The cancellation also is a setback to PBS’s ongoing effort to rebuild primetime viewership by pairing programs with similar audience appeal, creating better flow across the schedule each weeknight (Current, Jan. 17, 2012).
After the last new episode of Market Warriors airs April 22, PBS will schedule Roadshow repeats in its timeslot, 9 p.m. Eastern on Mondays, at least until fall, according to spokeswoman Anne Bentley.
“We will continue to look at new shows across genres that are interesting and engaging for viewers,” Hoppe said in her statement, “and help stations attract new audiences or build an audience over the course of a night.”
Market Warriors premiered in July 2012, funded by PBS member stations through the National Program Service Assessment.
It was public TV’s attempt to catch up with an audience craze that started with the 1996 debut of Antiques Roadshow. The PBS series was a knockoff of the popular BBC series of the same name and, at the time, “we were the only ones in the genre,” said Marsha Bemko, executive producer of Roadshow and Market Warriors.
But now Roadshow knockoffs have taken root across the cable TV landscape: American Pickers and Pawn Stars on History Channel, Auction Hunters on Spike TV, Auction Kings on Discovery and Storage Wars on A&E.
Although strikingly similar to the BBC One series Bargain Hunt, Market Warriors was an original idea developed by Bemko and her Roadshow team, she said.
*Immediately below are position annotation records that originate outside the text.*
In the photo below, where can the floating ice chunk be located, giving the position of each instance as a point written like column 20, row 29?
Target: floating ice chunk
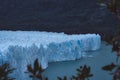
column 21, row 48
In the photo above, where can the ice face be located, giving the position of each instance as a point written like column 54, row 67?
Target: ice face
column 21, row 48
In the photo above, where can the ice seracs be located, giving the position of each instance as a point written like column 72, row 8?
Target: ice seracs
column 23, row 47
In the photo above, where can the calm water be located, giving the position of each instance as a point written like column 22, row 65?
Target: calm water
column 101, row 58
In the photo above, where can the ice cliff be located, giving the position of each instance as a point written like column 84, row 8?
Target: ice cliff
column 23, row 47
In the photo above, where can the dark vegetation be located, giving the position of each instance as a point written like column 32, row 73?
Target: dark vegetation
column 83, row 72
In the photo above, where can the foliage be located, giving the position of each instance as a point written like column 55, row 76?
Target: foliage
column 84, row 72
column 114, row 68
column 36, row 71
column 5, row 70
column 112, row 6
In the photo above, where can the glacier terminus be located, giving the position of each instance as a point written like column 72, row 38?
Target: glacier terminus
column 21, row 48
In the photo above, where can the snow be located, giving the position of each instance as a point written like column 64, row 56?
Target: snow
column 23, row 47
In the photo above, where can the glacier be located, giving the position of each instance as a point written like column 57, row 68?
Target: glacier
column 21, row 48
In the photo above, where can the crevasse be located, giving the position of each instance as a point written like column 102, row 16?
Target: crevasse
column 22, row 47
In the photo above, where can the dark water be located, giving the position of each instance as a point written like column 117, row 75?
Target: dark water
column 101, row 58
column 69, row 16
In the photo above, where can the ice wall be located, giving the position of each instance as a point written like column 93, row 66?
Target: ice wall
column 23, row 47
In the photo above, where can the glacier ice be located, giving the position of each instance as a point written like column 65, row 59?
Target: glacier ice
column 23, row 47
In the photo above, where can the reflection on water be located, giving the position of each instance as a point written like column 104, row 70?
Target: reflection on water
column 100, row 58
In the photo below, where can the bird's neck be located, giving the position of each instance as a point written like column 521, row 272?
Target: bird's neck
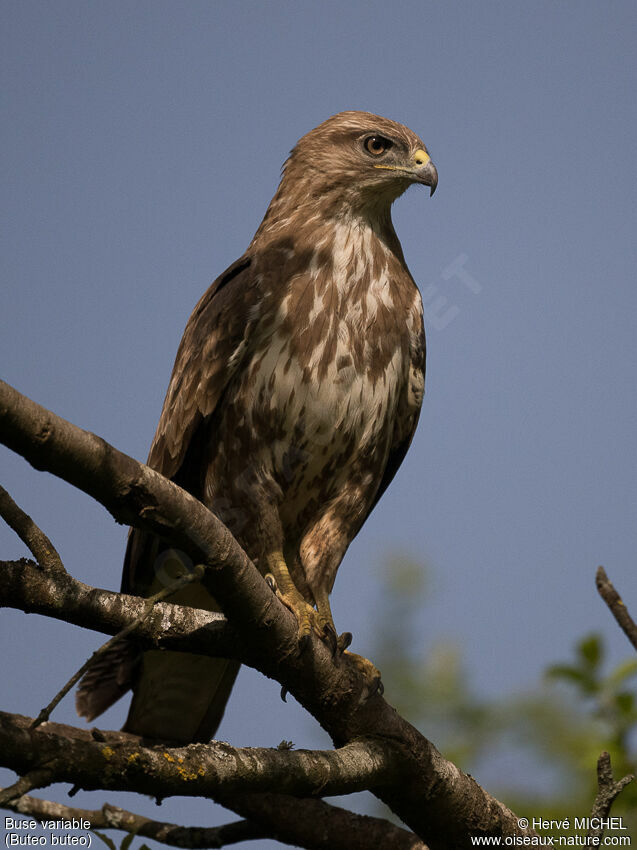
column 300, row 215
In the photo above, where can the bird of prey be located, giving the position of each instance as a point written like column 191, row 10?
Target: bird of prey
column 293, row 399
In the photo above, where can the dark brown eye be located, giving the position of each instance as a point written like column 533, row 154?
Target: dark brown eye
column 376, row 145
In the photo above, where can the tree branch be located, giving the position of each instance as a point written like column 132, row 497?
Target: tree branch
column 607, row 791
column 617, row 608
column 150, row 603
column 25, row 587
column 121, row 763
column 308, row 823
column 112, row 817
column 440, row 803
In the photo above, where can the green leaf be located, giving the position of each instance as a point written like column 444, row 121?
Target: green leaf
column 591, row 651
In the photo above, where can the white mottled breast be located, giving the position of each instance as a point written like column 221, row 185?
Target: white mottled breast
column 337, row 406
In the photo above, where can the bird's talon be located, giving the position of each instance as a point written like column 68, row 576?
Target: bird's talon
column 344, row 641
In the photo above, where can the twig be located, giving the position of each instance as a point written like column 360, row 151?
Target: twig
column 607, row 792
column 36, row 778
column 112, row 817
column 25, row 587
column 195, row 575
column 616, row 605
column 39, row 544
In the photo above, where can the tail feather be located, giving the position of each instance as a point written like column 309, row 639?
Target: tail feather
column 180, row 697
column 107, row 679
column 177, row 696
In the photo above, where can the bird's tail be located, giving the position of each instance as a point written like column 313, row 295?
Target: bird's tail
column 177, row 696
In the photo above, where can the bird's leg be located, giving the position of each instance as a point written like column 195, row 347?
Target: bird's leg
column 290, row 596
column 339, row 643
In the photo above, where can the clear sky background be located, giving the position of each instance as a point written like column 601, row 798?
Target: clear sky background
column 141, row 144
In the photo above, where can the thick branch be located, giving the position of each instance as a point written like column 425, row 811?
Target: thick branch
column 39, row 544
column 24, row 586
column 307, row 823
column 438, row 801
column 617, row 608
column 607, row 791
column 112, row 817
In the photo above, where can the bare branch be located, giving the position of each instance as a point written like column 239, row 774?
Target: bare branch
column 607, row 791
column 112, row 817
column 307, row 823
column 36, row 778
column 616, row 605
column 121, row 763
column 25, row 587
column 150, row 603
column 38, row 543
column 434, row 798
column 317, row 825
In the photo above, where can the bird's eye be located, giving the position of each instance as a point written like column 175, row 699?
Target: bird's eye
column 377, row 145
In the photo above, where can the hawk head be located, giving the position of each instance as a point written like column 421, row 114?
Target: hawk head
column 360, row 160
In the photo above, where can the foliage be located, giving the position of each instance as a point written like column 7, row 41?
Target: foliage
column 548, row 739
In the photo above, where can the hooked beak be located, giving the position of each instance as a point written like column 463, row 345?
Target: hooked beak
column 427, row 175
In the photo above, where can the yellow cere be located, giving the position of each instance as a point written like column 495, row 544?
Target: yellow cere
column 421, row 157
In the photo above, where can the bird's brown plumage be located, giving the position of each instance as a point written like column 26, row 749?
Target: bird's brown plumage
column 294, row 396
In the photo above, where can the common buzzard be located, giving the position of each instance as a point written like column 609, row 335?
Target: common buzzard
column 295, row 394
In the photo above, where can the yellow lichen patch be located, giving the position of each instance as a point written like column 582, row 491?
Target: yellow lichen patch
column 186, row 775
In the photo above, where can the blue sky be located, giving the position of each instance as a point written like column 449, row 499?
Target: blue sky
column 141, row 145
Four “pickers” scour flea markets for interesting items to purchase and later auction, competing to make the biggest profit with their finds.
The program was structured differently than Roadshow, and that may have been part of its problem, said Craig Reed, audience analysis director at TRAC Media Services. “The focus in Market Warriors is on the characters and casting,” he said. “The focus in Roadshow is not the people, although they play an integral part. It’s the short narrative arcs, objects and the personal reactions that are important. Roadshow is full of facts and history, which are not as prevalent in Market Warriors.”
Also, viewers experience far fewer payoffs when they watch Market Warriors — just one singular moment when they discover which picker made the most cash. Roadshow offers multiple rewards throughout the hour as viewers learn the often surprising appraised values of each of the items presented throughout the show, Reed noted.
Nielsen ratings for Market Warriors weren’t what anyone had hoped for, but they weren’t bad for a brand-new series. Weekly episodes earned a 1.2 average rating from the series’ July 2012 debut through Feb. 25, with a high of 1.7 and low of 0.9. The ratings were below last season’s (2011–12) second hour of Roadshow repeats, which averaged 1.6, but they beat those garnered by the various programs that aired in that slot during the 2010–11 season, which drew a 1.1 average, Reed said.
Reed was “puzzled” that PBS canceled Market Warriors so quickly. History Detectives, among the last new series to earn a continuing slot in the PBS primetime schedule over extended seasons,“took a couple of seasons to catch on,” he said. “Market Warriors was getting better. The characters were fine-tuned as it went on, the structure was improved. The ratings were heading up.”
History Detectives launched in 2003 as a co-production of Oregon Public Broadcasting and Lion Television. Like Market Warriors, it was built on a less-expensive production model that presented educational content in an engaging way.
What killed Market Warriors, Reed said, “was expectations, when it didn’t immediately hit.”
Bemko also saw Market Warriors as steadily gaining ground and struggled to explain the cancellation. “I never felt it wasn’t catching on,” she said. “The ratings were doing well. I honestly don’t know what happened. We’re proud of the year we put out there.”